Courtesy of our friends at History.com, I am pleased to begin each and every day of the week here at Bulldog Pundit with a snippet of some important event that occurred on this date sometime in the past. Some events might come readily to mind while others may take a bit of effort to recall. Not all are historically portentous and some may even seem whimsical. Nevertheless, each and every one is a grain in the hourglass of human history.
The Battle of Bemis Heights sealed the fate of Burgoyne’s campaign and crystallized the viability of the American Revolution in the mind of King Louis XVI. Gen. Arnold was seriously wounded in the battle and nearly lost one of his legs; the injury left him a partially lame for the rest of his life.
Strange as it sounds, I dearly wish he had died of that wound: to this day he would have been remembered with celebration (at least by those of us who know and venerate our own history) as the Hero of Saratoga and not the penultimate traitor of the American Revolution.
In the summer of 1777, General Burgoyne led an army of 8,000 men south through New York State in an effort to join forces with British General Sir William Howe’s troops along the Hudson River. After capturing several forts, Burgoyne’s force camped near Saratoga while a larger Patriot army under General Gates gathered just four miles away. On September 19, a British advance column marched out and engaged the Patriot force at the Battle of Freeman’s Farm, or the First Battle of Saratoga. Failing to break through the American lines, Burgoyne’s force retreated. On October 7, another British reconnaissance force was repulsed by an American force under General Benedict Arnold in the Battle of Bemis Heights, also known as the Second Battle of Saratoga.
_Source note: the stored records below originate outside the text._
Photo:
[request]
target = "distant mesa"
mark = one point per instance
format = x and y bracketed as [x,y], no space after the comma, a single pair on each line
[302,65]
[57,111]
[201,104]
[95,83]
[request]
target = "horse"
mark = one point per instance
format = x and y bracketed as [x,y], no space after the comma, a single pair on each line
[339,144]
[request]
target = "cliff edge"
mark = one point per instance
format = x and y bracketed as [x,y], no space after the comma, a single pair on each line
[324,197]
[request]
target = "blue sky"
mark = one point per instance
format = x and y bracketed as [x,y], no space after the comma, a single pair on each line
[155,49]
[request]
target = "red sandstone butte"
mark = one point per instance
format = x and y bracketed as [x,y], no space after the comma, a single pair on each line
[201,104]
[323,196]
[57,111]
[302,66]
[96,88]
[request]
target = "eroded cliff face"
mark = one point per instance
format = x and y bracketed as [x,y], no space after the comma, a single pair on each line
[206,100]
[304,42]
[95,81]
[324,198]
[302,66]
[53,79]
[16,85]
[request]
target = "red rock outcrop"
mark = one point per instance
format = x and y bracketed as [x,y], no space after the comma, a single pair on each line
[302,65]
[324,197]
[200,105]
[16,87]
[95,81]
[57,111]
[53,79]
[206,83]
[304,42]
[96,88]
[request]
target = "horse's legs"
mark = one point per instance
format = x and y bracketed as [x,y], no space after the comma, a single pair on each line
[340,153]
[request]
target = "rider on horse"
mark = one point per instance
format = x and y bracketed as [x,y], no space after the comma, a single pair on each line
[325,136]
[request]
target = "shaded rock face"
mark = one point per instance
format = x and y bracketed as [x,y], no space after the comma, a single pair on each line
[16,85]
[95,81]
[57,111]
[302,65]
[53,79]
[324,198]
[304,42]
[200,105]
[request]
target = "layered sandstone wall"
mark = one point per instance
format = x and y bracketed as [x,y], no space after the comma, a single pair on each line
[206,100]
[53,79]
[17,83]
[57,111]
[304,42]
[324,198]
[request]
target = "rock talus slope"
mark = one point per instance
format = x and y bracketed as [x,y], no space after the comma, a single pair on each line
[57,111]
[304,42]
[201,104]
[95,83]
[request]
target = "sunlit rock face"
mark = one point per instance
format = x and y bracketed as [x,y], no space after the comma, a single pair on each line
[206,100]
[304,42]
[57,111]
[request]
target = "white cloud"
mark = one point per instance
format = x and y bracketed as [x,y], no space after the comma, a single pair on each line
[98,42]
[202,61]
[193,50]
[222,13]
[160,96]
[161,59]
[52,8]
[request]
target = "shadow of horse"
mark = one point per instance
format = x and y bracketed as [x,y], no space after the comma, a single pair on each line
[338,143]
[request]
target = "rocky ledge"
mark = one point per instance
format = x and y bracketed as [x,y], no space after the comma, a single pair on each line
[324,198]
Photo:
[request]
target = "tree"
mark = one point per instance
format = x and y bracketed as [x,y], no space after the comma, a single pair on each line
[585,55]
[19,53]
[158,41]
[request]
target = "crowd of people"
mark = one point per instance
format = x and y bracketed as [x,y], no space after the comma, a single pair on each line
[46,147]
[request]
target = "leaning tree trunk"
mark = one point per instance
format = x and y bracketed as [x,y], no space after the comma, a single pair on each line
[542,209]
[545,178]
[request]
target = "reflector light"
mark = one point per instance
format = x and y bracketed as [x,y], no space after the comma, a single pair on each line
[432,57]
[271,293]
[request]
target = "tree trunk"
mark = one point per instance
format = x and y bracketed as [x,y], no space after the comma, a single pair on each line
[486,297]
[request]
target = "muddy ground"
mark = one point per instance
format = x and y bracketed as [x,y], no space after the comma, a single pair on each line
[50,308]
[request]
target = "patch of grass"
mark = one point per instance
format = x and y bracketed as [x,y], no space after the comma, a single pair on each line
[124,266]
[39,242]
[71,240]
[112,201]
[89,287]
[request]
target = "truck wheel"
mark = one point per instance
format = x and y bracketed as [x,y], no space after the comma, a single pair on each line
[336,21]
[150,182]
Gates retreated north to the village of Saratoga with his 5,000 surviving troops. By October 13, some 20,000 Americans had surrounded the British, and four days later Burgoyne was forced to agree to the first large-scale surrender of British forces in the Revolutionary War. When word of the Patriot victory reached France, King Louis XVI agreed to recognize the independence of the United States. Soon after, French Foreign Minister Comte de Vergennes made arrangements with U.S. Ambassador Benjamin Franklin to begin providing French aid to the Patriot cause.